Un premier bloc de modifications techniques portant sur 11 directives (voir IP/09/1582) a été adopté en septembre dans le cadre du train de mesures sur la surveillance désormais en vigueur. Toutefois, pour des raisons techniques, ces modifications ne couvraient notamment pas la directive «solvabilité II» dans le secteur de l'assurance (directive 2009/138/CE) ni certains aspects de la directive sur les prospectus (directive 2003/71/CE).

La proposition législative présentée aujourd'hui prévoit d’apporter un nombre limité de modifications à la directive «solvabilité II»; il s’agit notamment de confier des tâches plus spécifiques à l’AEAPP (par exemple, veiller à ce que des techniques harmonisées soient mises en œuvre pour le recours aux notations financières dans le cadre du calcul du capital de solvabilité requis) et de repousser de deux mois la fin du délai de transposition de la directive pour qu’elle coïncide avec la fin de l’exercice financier de la plupart des entreprises d’assurance ou de réassurance.

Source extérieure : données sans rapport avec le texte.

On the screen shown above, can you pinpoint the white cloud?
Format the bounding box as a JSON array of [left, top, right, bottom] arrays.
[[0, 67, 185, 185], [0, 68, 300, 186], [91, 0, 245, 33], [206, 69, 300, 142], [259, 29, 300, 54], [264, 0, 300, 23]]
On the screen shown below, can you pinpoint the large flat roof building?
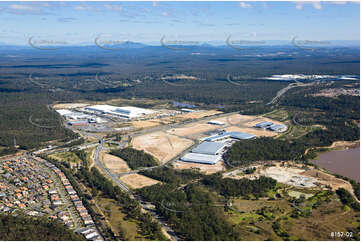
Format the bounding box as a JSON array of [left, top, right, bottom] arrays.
[[181, 153, 222, 165], [254, 121, 273, 129], [205, 132, 256, 141], [192, 141, 225, 155], [85, 104, 154, 119], [268, 124, 287, 133]]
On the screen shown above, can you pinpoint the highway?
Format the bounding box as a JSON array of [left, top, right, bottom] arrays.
[[94, 139, 179, 240]]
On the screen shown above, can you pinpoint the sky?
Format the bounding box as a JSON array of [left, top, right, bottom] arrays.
[[0, 1, 360, 45]]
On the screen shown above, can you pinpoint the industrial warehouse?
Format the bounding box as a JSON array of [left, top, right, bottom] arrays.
[[85, 104, 154, 119], [180, 132, 256, 165], [254, 121, 288, 133]]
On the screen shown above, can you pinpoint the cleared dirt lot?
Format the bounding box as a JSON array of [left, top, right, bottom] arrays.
[[53, 103, 89, 109], [167, 123, 219, 136], [100, 153, 131, 173], [132, 120, 160, 128], [226, 126, 278, 137], [173, 161, 226, 174], [119, 174, 160, 189], [132, 131, 193, 163], [177, 110, 223, 119], [214, 114, 253, 126], [301, 170, 353, 194], [244, 117, 283, 127]]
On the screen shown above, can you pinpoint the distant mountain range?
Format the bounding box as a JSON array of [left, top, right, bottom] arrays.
[[0, 40, 360, 49]]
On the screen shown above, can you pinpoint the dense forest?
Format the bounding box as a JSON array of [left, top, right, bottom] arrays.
[[225, 137, 306, 165], [110, 147, 158, 170], [76, 161, 165, 240], [138, 184, 239, 240], [0, 92, 77, 151], [202, 174, 277, 197], [336, 187, 360, 211], [137, 168, 276, 240], [140, 167, 203, 185], [280, 81, 360, 147], [0, 214, 85, 241]]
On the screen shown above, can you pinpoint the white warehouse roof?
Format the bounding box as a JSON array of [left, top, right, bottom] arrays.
[[181, 153, 222, 165], [192, 141, 225, 155], [55, 109, 73, 116], [208, 120, 226, 125], [85, 104, 154, 118], [205, 131, 256, 141]]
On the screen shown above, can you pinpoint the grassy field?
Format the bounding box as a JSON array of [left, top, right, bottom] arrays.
[[49, 152, 81, 165], [225, 187, 360, 240], [97, 197, 145, 240], [264, 109, 289, 122]]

Ces modifications permettront aussi à la Commission de prendre des mesures de transition dans certains domaines, si cela s’avère nécessaire pour éviter de perturber le marché et permettre un passage sans heurts au nouveau régime «solvabilité II».

De plus amples informations sont disponibles à l’adresse suivante:

http://ec.europa.eu/internal_market/finances/committees/index_fr.htm

1 :

Jusqu’en 2010, il existait au niveau de l'UE trois comités, purement consultatifs, pour la surveillance microfinancière (c'est-à-dire la surveillance exercée au niveau de chaque établissement financier): le comité européen des contrôleurs bancaires (CECB), le comité européen des contrôleurs des assurances et des pensions professionnelles (CECAPP) et le comité européen des régulateurs des marchés de valeurs mobilières (CERVM).